This article is part of the supplement: Proceedings of the Third Annual RECOMB Satellite Workshop on Massively Parallel Sequencing (RECOMB-seq 2013)
Gene set enrichment analysis of RNA-Seq data: integrating differential expression and splicing
1 School of Biomedical Sciences and Pharmacy, The University of Newcastle, Callaghan, New South Wales, Australia
2 Hunter Medical Research Institute, New Lambton, New South Wales, Australia
3 Schizophrenia Research Institute, Sydney, New South Wales, Australia
BMC Bioinformatics 2013, 14(Suppl 5):S16 doi:10.1186/1471-2105-14-S5-S16Published: 10 April 2013
RNA-Seq has become a key technology in transcriptome studies because it can quantify overall expression levels and the degree of alternative splicing for each gene simultaneously. To interpret high-throughout transcriptome profiling data, functional enrichment analysis is critical. However, existing functional analysis methods can only account for differential expression, leaving differential splicing out altogether.

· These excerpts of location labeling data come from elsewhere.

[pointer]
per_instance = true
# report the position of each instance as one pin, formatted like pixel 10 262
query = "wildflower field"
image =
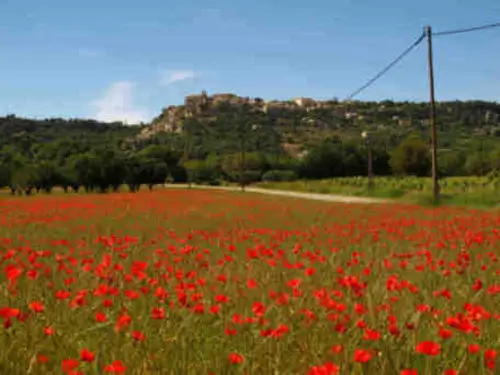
pixel 211 282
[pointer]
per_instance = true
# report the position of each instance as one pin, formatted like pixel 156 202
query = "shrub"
pixel 279 176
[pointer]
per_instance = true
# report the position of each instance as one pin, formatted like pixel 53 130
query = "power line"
pixel 467 30
pixel 388 67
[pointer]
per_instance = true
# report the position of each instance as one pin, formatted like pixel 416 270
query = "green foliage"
pixel 279 175
pixel 322 141
pixel 411 157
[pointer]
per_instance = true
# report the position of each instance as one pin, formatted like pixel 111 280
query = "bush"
pixel 279 176
pixel 249 177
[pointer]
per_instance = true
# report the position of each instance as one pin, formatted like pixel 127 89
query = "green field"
pixel 210 282
pixel 468 191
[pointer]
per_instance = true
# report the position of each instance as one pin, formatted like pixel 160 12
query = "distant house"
pixel 305 102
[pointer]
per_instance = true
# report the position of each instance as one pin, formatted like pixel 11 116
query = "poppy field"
pixel 212 282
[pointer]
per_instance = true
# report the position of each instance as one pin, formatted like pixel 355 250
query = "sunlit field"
pixel 211 282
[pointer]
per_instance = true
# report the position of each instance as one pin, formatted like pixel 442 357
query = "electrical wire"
pixel 388 67
pixel 467 30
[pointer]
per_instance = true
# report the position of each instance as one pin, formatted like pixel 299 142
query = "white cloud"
pixel 117 105
pixel 169 77
pixel 85 52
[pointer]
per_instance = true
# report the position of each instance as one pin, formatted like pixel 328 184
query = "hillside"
pixel 301 122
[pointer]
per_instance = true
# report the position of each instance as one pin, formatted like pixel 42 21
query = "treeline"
pixel 75 164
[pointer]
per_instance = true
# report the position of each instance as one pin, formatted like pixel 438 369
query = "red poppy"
pixel 428 348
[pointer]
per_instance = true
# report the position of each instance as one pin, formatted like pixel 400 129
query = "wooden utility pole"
pixel 242 161
pixel 435 178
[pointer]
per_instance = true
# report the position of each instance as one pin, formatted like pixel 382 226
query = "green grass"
pixel 471 192
pixel 211 277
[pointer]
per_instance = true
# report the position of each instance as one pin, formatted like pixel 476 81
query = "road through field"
pixel 284 193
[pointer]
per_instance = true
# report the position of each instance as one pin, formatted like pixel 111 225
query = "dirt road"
pixel 292 194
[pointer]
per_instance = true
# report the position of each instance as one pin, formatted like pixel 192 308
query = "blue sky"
pixel 127 59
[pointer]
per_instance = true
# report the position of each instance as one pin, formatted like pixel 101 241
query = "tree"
pixel 322 161
pixel 411 157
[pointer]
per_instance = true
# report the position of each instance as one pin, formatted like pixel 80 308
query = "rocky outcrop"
pixel 171 118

In this work, we present a novel approach to derive biological insight by integrating differential expression and splicing from RNA-Seq data with functional gene set analysis. This approach designated SeqGSEA, uses count data modelling with negative binomial distributions to first score differential expression and splicing in each gene, respectively, followed by two strategies to combine the two scores for integrated gene set enrichment analysis. Method comparison results and biological insight analysis on an artificial data set and three real RNA-Seq data sets indicate that our approach outperforms alternative analysis pipelines and can detect biological meaningful gene sets with high confidence, and that it has the ability to determine if transcription or splicing is their predominant regulatory mechanism.
By integrating differential expression and splicing, the proposed method SeqGSEA is particularly useful for efficiently translating RNA-Seq data to biological discoveries.